Pois foi dito e feito: antes de noivar, Júlia comprou um carro. Um Fusca ano 80, tá certo. Mas era um "automóvel", de acordo com o documento do Detran. Serviria para ir, à noite, para a faculdade que ficava em Olinda. Ela morava no Recife. Quando entrou com o carrinho pela primeira vez na Avenida Agamenon Magalhães - a principal via entre as duas cidades - Júlia se sentia poderosa. Nada mais de espera nas paradas. E ônibus lotado, nem pensar. A ida até a faculdade foi ótima, apesar da chateação para estacionar. A volta foi bem mais tarde, por causa da apresentação de um trabalho na última aula. Saiu às onze horas. Pouco minutos depois, já estava na Agamenon Magalhães. Viu um sinal ficando amarelo, mas decidiu não parar. Uma mocinha de carro, parada num cruzamento deserto: é tudo o que querem os assaltantes. Por isso, passou o sinal vermelho. Não deve ter nem sentido quando a carreta que vinha do outro lado bateu no Fusca. Júlia morreu na hora. Alex ficou ao lado do corpo durante todo o velório. Na hora do enterro, não chorou. Permaneceu quase em silêncio nos três meses seguintes. Por que não poderia mais ver o sorriso de Júlia? Era constante um nó no peito. Naquele quinze de março, quase sucumbiu à dor. À noite, foi de carro para Olinda, onde iria encontrar uns amigos. O papo até que estava legal; Alex, não. Saiu do barzinho quando a farra começava a esquentar, às onze horas.
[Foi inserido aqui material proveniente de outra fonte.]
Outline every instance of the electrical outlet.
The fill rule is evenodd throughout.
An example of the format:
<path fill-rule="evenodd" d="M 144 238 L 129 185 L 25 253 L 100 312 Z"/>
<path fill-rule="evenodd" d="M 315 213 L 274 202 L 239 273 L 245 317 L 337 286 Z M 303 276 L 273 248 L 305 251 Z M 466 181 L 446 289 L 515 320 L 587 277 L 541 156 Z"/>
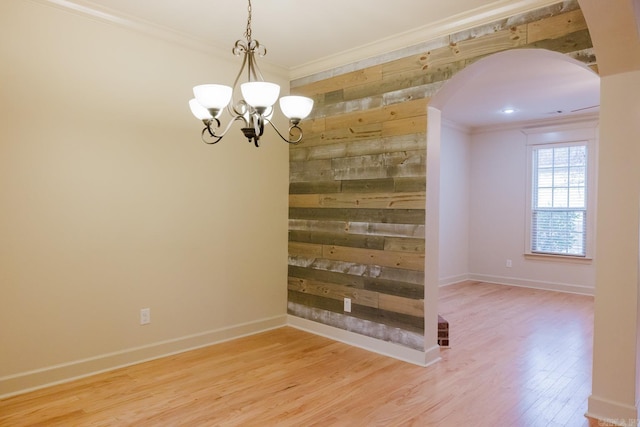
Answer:
<path fill-rule="evenodd" d="M 140 309 L 140 324 L 148 325 L 151 323 L 151 309 L 150 308 L 141 308 Z"/>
Na Agamenon Magalhães, chorou pela primeira vez depois da morte de Júlia. Por que não podia mais sentir o perfume dela? Chorava e dirigia. E quanto mais lágrimas caíam, mais o pé ficava pesado no acelerador. Viu um sinal vermelho, mas nem pensou que deveria parar. Foi quando os faróis do carro iluminaram uma moça em pé no meio da pista, bem no seu caminho. Cabelos escuros, longos e lisos. Sorriso de lábios finos e dentes alvos. Grandes olhos verdes. Era Júlia! Mas como? Alex puxou o carro para o lado e freou. Foi direto para o poste. Antes de desmaiar, ele ainda viu Júlia acenando, do meio da avenida. Alex acordou no carro Samu. Tentou se levantar e foi contido pelo socorrista.

- Júlia.. cadê Júlia?- Não tinha ninguém no carro com você, não, rapaz...- Ela tava na pista, quase bati nela!
- Foi por isso que jogou carro no poste, né? Essa pessoa a gente não viu, amigo. Mas te digo uma coisa: você estragou o carro, mas ainda teve muita sorte. O vigia de um posto de gasolina, aqui da avenida, viu tudo. Ele disse que se você não tivesse batido no poste ia se acabar na trombada com a carreta que vinha atravessando o cruzamento na maior velocidade...


Alex deitou-se novamente na maca. Sentia no ar o perfume um pouco doce demais que Júlia sempre usava.